ICS use in COPD, asthma does not affect COVID-19-related mortality
Regular use of inhaled corticosteroids (ICS) for the treatment of chronic obstructive pulmonary disease (COPD) or asthma does not appear to affect COVID-19-related mortality, an observational study from England showed.
“[O]ur findings do not provide any strong support for a protective effect from ICS use in these populations, as has been previously hypothesized might exist,” the researchers pointed out. “[N]o evidence supports that patients should alter their ICS therapies during the ongoing pandemic.”
Primary care electronic health records of patients with COPD (n=148,557) or asthma (n=818,490) were linked with death data from the Office for National Statistics. Eligibility criteria for patients with COPD was age ≥35 years, current or former smoker, and prescribed ICS plus LABA or LABA–LAMA* within 4 months of the onset of follow-up (index date). Eligibility criteria for patients with asthma was age ≥18 years, diagnosed with asthma within 3 years of the index date, and treated with ICS or SABA* only within 4 months of the index date.
There were 429 and 529 COVID-19-related deaths in the COPD and asthma cohort, respectively. [Lancet Respir Med 2020;8:1106-1120]
Among patients with COPD, those prescribed ICS combinations had a higher risk of COVID-19-related mortality compared with those prescribed LABA–LAMA (adjusted hazard ratio [adjHR], 1.39, 95 percent confidence interval [CI], 1.10–1.76).
Among patients with asthma, COVID-19-related mortality risk was higher with high-dose ICS vs SABA only (adjHR, 1.55, 95 percent CI, 1.10–2.18), a risk not noted among those prescribed low- or medium-dose ICS (adjHR, 1.14, 95 percent CI, 0.85–1.54).
However, absolute mortality risk was very low, with estimated cumulative COVID-19-related mortality 0.09 percent higher with ICS vs LABA–LAMA and 0.03 percent higher with high-dose ICS vs SABA in the COPD and asthma cohorts, respectively, the researchers noted.
“The observed harmful associations between ICS prescription and COVID-19-related death could be readily explained by confounding due to underlying health differences between people prescribed ICS and those using other medications for asthma and COPD … rather than representing a causally harmful effect of ICS,” they added.

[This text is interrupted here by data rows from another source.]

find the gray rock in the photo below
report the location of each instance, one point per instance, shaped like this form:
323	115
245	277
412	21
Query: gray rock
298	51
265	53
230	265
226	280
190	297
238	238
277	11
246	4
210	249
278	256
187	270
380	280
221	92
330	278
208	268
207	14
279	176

This lines up with sensitivity analysis which demonstrated a greater COVID-19-related mortality risk in the COPD cohort among those prescribed triple therapy (ICS–LABA–LAMA) compared with dual therapy (ICS–LABA; adjHR, 1.43, 95 percent CI, 1.12–1.83 and adjHR, 1.29, 95 percent CI, 0.96–1.74), where ICS content was comparable between the two regimens.
Non-COVID-19-related mortality risk was elevated among patients prescribed ICS vs LABA–LAMA in the COPD cohort (adjHR, 1.23, 95 percent CI, 1.08–1.40), though not with ICS (regardless of dose) vs SABA in the asthma cohort.
This suggests there were other unavailable markers of disease severity in the COPD cohort, the researchers said.
The current stand
“[O]ur results should ... provide reassurance to patients relying on ICS that the use of these medications has not put them at undue risk of negative outcomes during the ongoing pandemic,” said the researchers.
However, they acknowledged that the use of pre-lockdown prescription data may not have reflected treatment adherence, leading to potential “exposure misclassification.”
“Overall, the analysis … does not provide definitive answers that patients and clinicians need … [and] does not completely resolve whether regular ICS therapy for asthma or COPD either decreases or increases risk of death from COVID-19,” commented Professors Dave Singh and David Halpin from the University of Manchester and University of Exeter, UK, respectively. [Lancet Respir Med 2020;8:1065-1066]
Accounting for clinical factors that may have influenced therapy choice may have produced different results, they said.
“This finding is in contrast with the very real harm patients requiring ICS therapy for their asthma or COPD might be at risk if they stop treatment because of unfounded concerns related to their effects in COVID-19.” Pending more conclusive findings, patients with asthma or COPD who are stable while on ICS should continue their treatment, they said.